Day Communique offers another level of caching for content: the so-called output-cache. It caches already rendered pages and stores them in the CQ instance itself. The big advantage over the already mentioned dispatcher-cache is that the output-cache knows about the dependencies between handles because it’s part of CQ and can access these informations.
You can combine both dispatcher-cache and the output-cache. If no invalidation happens, the dispatcher-cache can answer most requests for static content and doesn’t bother the CQ with them. An invalidation may invalidate a larger part of the dispatcher-cache, but a lot of the requests, which are then forwarded to CQ, can be answered by the output-cache. So it sounds quite good to use both dispatcher-cache and output-cache to cache all content. In some cases it is.
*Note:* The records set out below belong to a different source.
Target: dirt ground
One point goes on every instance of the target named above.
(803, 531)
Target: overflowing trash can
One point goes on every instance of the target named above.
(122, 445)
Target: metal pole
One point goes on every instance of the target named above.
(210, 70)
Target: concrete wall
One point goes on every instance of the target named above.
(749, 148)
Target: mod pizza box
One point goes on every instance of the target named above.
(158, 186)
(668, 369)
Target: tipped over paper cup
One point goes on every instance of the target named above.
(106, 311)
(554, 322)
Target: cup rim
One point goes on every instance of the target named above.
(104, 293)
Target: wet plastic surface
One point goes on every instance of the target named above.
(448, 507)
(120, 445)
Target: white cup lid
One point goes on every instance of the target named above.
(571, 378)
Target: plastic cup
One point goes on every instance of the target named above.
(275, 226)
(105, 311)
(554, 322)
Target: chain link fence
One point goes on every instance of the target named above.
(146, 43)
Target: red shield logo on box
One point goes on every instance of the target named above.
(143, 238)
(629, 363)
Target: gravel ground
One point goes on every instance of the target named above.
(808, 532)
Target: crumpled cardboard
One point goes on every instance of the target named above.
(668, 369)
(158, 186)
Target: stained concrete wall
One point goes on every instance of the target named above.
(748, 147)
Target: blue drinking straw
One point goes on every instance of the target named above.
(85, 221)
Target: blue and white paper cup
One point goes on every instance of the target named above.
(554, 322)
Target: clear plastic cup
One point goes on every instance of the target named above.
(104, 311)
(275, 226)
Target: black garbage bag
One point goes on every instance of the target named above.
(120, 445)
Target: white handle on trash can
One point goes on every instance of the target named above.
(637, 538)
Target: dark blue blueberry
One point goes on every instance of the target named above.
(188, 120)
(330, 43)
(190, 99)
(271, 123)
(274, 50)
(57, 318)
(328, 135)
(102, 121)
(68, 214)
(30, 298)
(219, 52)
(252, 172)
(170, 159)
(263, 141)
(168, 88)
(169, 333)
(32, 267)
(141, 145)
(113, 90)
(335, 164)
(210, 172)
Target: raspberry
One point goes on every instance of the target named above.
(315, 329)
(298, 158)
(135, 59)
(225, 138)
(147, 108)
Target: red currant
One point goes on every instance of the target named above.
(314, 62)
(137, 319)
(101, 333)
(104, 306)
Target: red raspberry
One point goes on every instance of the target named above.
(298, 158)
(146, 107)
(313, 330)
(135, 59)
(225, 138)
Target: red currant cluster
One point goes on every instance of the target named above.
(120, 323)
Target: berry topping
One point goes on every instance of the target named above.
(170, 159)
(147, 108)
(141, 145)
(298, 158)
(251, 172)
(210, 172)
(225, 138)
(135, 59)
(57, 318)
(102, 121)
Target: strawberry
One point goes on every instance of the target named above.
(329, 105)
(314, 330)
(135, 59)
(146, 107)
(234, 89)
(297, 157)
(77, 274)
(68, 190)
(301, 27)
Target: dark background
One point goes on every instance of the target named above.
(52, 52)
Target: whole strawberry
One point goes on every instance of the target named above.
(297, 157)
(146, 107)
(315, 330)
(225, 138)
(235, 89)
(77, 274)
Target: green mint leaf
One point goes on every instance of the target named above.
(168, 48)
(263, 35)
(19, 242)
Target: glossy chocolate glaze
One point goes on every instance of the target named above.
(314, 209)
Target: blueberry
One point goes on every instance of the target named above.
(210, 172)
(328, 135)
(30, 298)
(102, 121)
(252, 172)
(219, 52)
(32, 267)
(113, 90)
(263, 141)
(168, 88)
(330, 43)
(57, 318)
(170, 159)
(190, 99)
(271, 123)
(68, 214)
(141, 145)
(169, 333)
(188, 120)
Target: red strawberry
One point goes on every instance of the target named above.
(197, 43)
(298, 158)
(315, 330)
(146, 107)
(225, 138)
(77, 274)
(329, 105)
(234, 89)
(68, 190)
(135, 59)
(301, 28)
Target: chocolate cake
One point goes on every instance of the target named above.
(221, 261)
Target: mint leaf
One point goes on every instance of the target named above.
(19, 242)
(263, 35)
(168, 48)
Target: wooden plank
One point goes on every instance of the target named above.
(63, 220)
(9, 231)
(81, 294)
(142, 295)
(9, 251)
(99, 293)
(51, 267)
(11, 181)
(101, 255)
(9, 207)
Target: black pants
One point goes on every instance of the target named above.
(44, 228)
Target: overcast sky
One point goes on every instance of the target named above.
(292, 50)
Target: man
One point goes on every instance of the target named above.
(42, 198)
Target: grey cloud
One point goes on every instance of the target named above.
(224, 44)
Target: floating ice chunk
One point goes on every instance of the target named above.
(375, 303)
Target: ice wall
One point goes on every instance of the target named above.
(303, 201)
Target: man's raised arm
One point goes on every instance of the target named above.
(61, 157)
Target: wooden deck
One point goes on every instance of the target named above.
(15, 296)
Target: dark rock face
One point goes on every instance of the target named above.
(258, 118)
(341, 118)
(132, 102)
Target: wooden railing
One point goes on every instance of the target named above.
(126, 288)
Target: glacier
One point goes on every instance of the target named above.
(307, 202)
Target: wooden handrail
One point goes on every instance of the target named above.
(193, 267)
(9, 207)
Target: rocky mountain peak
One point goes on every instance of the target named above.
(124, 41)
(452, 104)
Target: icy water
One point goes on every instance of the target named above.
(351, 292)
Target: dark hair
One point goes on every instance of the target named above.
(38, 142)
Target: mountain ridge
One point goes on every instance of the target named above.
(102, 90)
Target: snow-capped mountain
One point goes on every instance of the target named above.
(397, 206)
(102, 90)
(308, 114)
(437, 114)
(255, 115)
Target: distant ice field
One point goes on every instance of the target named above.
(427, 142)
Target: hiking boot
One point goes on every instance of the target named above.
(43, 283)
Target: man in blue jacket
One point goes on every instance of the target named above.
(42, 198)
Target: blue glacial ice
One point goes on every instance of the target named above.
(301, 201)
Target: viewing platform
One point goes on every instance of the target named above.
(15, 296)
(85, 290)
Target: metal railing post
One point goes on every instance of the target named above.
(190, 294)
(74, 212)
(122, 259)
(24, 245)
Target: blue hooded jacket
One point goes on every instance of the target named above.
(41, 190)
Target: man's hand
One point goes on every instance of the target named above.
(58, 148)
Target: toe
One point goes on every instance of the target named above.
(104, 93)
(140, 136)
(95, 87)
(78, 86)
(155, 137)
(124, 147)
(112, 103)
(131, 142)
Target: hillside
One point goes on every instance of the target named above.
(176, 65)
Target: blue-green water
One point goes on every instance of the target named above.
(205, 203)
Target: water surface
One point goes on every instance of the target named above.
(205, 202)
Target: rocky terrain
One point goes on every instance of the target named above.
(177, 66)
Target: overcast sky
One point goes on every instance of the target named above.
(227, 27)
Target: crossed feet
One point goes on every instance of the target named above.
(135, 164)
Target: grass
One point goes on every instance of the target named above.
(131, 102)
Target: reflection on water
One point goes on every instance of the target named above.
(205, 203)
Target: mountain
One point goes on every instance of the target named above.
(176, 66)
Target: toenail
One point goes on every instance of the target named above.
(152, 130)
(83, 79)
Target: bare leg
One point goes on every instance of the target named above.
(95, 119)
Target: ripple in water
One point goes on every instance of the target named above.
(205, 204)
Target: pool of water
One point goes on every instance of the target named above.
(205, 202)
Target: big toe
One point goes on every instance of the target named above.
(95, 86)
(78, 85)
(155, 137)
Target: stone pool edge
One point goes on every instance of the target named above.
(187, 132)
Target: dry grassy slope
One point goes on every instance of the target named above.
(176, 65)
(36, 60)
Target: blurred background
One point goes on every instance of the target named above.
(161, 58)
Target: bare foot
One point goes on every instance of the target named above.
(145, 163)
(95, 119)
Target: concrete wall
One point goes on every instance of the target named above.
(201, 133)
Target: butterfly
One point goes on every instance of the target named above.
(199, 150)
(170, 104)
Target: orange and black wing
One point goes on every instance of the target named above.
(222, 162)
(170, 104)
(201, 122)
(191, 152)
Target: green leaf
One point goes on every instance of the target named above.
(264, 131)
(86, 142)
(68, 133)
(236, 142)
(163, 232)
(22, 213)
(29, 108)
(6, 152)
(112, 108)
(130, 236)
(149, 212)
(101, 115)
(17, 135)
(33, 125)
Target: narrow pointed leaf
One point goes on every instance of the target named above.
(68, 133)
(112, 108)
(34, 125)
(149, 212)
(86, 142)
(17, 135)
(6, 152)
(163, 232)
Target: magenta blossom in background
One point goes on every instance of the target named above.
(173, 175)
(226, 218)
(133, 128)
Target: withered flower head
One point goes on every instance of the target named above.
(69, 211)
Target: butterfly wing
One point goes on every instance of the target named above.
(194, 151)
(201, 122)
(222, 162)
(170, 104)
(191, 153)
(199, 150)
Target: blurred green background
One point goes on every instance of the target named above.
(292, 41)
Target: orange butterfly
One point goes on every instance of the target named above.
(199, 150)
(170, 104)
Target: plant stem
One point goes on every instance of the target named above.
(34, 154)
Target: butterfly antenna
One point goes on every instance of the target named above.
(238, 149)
But the output-cache has some drawbacks:
- All dependencies are kept in memory (in the java heap). If you have a huge amount of content, the dependency tracking can eat up your memory. There is a hotfix available for CQ 4.2, which limits the cache-size, but it has some problems.
- The rendered pages are kept on disk. So beside the content itself you need disk space for the rendered output.
- Probably the most important point: The output-cache makes CQ to use only one CPU! Obviously there is a mutex within the output-cache code, which serializes all rendering requests when the results should be cached. I cannot say that for sure, but this is what I observed in CQ instances using the output-cache. After we disabled the output-cache — which means adding a “deny all” rule to its configuration — this phenomenon was gone and CQ used all available CPUs.
Of course you don’t need to configure the output-cache to cache all rendered pages. You may want to cache only the pages which are often requested and also often invalidated on the dispatcher-cache but weren’t changed at all.